Faire je(u) égal. Penser les espaces à l’école pour inclure tous les enfants
Édith Maruéjouls
(Double Ponctuation, 2022, 140 pages, 16 euros)
La question de l’inclusivité dans les cours de récréation nourrit le débat dans les écoles de France. En parcourant le numéro spécial sur les Cours Oasis du CAUE 75, joint au présent numéro 427 de la revue Urbanisme, le lecteur pourra constater que cette thématique constitue l’un des grands axes de réflexion dans la transformation des espaces extérieurs des établissements scolaires, au même titre que la lutte contre les îlots de chaleur, la végétalisation, la biodiversité, la récupération des eaux de pluie…, et toute la nouvelle pédagogie qui en découle pour sensibiliser les élèves aux défis environnementaux de demain. À travers cette nouvelle approche, un défi social est aussi de mise : en finir avec les comportements genrés du partage d’une cour de récré. Pour résumer en un cliché : les garçons occuperaient par habitude la majorité de l’espace, particulièrement avec les jeux de ballon au centre de la cour, quand les filles seraient reléguées (repoussées ?) aux lisières. Ils seraient aussi plus souvent auteurs d’agressions envers les filles que l’inverse. Pourquoi ?

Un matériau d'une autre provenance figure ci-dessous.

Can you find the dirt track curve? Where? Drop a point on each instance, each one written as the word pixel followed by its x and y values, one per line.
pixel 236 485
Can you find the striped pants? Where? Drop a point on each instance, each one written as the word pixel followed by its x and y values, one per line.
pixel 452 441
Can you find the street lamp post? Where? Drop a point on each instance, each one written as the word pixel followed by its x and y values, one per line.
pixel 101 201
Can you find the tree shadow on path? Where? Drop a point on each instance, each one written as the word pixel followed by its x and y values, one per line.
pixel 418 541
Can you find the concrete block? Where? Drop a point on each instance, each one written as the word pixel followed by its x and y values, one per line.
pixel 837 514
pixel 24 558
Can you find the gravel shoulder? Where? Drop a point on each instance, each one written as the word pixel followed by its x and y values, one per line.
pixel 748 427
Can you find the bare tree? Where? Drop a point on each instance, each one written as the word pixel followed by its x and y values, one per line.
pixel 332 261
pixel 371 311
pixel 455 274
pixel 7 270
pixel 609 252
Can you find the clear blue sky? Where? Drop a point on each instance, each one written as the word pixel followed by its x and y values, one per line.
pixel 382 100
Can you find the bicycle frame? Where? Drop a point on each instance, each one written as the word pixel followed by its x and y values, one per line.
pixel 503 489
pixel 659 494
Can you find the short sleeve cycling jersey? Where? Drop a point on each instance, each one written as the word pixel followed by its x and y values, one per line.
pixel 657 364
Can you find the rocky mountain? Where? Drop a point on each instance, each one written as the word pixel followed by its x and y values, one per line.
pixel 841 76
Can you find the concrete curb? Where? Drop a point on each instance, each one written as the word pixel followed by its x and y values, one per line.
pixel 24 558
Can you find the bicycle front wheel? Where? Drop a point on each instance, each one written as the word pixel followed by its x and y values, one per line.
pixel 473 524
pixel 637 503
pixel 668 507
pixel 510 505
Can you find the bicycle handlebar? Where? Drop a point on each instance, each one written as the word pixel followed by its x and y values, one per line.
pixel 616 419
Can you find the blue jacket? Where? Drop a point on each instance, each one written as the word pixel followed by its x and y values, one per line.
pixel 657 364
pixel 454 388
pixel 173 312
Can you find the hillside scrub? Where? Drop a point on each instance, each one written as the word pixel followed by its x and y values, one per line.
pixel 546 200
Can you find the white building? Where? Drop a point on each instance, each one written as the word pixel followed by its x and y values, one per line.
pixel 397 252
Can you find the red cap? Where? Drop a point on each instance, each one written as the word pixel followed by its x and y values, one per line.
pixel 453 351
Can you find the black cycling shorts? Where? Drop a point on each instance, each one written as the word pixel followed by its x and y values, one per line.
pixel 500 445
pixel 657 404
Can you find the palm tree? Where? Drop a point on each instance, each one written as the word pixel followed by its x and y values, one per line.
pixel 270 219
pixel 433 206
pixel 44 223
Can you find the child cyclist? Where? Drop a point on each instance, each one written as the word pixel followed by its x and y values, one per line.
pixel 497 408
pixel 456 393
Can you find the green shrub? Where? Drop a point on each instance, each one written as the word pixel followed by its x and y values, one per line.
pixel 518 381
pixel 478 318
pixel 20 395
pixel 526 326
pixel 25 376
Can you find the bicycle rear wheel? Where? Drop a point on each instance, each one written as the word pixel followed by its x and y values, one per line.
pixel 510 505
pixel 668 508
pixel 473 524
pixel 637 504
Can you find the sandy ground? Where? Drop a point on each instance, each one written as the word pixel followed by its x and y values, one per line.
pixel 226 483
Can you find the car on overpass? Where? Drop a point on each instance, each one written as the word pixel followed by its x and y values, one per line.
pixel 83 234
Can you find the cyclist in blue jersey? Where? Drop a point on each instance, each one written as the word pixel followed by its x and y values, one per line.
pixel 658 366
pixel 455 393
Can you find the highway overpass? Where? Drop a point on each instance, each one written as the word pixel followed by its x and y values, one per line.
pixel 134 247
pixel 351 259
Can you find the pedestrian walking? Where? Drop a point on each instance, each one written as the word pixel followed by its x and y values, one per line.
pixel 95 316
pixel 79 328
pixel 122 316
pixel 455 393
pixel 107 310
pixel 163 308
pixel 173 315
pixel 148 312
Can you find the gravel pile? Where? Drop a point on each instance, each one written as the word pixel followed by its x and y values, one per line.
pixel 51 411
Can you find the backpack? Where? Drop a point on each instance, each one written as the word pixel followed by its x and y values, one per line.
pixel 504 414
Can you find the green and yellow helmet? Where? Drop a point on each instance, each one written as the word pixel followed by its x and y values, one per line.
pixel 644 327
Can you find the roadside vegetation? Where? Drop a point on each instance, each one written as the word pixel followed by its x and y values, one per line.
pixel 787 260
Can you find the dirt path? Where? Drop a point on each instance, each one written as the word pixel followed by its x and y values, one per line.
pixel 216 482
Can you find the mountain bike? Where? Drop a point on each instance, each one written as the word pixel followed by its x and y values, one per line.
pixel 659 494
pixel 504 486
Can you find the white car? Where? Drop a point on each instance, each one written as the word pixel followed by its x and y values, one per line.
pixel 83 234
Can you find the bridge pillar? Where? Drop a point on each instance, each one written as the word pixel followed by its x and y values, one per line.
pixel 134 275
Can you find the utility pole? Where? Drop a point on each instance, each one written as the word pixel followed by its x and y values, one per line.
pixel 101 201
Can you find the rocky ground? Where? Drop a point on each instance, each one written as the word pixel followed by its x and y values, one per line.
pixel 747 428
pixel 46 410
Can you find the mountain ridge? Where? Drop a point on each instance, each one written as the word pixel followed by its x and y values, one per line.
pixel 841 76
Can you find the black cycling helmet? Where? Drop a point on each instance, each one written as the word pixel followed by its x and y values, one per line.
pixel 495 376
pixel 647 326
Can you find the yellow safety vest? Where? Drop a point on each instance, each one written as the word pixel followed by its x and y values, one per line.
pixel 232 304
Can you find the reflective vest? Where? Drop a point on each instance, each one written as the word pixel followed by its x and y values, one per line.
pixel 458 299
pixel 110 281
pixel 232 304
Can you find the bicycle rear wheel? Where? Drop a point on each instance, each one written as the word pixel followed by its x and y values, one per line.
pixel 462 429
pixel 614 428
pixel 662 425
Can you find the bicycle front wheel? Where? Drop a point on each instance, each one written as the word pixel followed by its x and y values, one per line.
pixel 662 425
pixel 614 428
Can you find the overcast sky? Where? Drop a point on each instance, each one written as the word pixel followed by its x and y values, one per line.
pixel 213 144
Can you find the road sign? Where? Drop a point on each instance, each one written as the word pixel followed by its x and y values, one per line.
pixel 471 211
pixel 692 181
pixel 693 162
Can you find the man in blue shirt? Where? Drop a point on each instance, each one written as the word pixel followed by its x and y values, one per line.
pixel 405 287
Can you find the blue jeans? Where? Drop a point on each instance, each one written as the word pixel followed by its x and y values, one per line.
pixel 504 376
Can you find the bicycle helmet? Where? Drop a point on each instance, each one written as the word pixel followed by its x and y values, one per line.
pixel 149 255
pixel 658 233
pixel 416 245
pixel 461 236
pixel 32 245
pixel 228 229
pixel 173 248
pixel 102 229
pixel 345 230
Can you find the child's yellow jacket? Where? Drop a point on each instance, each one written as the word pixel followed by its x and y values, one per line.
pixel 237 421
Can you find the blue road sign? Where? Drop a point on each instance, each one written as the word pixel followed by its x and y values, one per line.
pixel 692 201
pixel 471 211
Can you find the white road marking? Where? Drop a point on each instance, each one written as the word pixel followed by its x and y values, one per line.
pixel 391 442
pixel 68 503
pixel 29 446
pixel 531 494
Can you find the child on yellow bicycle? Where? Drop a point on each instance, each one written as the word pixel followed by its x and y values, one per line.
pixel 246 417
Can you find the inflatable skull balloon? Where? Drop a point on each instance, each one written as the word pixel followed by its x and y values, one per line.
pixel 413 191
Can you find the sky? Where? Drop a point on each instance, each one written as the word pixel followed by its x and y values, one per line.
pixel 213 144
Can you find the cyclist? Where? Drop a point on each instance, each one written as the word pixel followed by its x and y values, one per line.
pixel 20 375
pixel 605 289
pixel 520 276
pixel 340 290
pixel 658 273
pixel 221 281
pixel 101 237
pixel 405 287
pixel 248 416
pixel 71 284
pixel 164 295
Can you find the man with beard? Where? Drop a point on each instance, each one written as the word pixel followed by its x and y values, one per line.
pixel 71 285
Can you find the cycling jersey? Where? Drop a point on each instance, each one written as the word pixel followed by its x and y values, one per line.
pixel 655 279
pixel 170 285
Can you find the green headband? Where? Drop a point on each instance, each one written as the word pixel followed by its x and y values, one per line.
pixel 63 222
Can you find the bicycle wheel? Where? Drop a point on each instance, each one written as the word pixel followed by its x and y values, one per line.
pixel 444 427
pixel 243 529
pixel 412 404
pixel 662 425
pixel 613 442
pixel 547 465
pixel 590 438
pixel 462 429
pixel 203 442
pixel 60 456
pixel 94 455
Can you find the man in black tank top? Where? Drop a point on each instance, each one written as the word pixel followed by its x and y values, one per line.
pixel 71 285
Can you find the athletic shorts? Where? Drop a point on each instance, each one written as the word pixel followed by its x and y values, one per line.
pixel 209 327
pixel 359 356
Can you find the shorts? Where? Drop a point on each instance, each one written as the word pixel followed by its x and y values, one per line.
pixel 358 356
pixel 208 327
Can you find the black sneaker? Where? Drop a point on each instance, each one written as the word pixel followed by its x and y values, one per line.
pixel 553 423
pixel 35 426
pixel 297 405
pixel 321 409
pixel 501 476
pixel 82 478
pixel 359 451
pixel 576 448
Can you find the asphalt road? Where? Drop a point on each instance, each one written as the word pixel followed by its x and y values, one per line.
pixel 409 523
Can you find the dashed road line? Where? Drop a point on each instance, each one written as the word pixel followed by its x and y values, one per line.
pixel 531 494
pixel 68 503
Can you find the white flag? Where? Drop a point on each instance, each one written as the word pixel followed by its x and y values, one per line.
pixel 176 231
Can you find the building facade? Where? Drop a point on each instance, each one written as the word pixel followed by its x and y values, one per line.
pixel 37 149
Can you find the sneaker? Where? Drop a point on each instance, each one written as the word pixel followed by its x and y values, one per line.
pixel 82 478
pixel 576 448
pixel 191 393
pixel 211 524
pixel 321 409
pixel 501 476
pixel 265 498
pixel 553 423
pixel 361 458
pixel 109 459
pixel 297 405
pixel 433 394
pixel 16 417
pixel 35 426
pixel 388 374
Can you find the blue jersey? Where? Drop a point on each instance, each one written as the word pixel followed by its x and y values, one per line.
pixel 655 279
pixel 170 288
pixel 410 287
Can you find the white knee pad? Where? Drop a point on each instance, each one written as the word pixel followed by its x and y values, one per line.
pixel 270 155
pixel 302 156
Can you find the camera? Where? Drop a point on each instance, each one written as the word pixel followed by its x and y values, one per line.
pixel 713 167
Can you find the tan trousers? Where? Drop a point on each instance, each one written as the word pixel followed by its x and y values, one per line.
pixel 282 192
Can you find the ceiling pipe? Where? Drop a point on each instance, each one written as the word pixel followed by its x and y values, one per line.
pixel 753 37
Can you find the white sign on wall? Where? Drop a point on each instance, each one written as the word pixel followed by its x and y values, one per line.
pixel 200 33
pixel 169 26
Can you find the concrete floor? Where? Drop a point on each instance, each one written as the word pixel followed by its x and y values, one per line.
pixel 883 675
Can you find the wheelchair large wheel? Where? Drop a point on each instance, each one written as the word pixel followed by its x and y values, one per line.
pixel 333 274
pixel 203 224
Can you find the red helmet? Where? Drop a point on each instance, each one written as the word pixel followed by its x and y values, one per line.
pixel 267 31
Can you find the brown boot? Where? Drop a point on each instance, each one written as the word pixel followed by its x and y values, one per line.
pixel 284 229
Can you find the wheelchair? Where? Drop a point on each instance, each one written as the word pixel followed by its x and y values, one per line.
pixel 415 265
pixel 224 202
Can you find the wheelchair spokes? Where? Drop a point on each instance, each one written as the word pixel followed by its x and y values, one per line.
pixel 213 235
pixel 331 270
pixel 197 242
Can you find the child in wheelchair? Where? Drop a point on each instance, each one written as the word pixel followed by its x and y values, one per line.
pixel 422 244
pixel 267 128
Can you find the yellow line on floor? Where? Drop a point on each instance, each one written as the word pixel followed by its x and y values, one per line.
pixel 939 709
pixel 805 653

C’est précisément de ces questions que s’empare Édith Maruéjouls, docteure en géographie spécialisée dans les questions de genre et de mixité. Son nouvel ouvrage, Faire je(u) égal, fait là aussi état des inégalités de traitement dans ces espaces publics miniatures. « De manière générale, les filles sont 45 % à considérer qu’elles ont moins de droits que les garçons, alors que seulement 30 % des garçons pensent avoir moins de droits que les filles. (C’est encore plus fort à la préadolescence où filles et garçons affirment que les filles ont moins de droit : 65 % des filles et 72 % des garçons de 17 et 18 ans le disent. » L’autrice va plus loin : « Le premier impact du système de genre, c’est le sexisme et l’homophobie. » De la tenue vestimentaire comme motif d’agression à l’usage d’insultes appartenant au champ sémantique de la prostitution, les filles apparaissent exposées à une violence récurrente
En concertation avec des enfants et leurs équipes pédagogiques, l’autrice présente en fin d’ouvrage des pistes de changement possibles, témoignages à l’appui. La première d’entre elles ne surprendra personne : se débarrasser du ballon. Enfin, Édith Maruéjouls va jusqu’à aborder le sujet des toilettes à l’école, qu’elle qualifie – ô combien justement – d’impensé.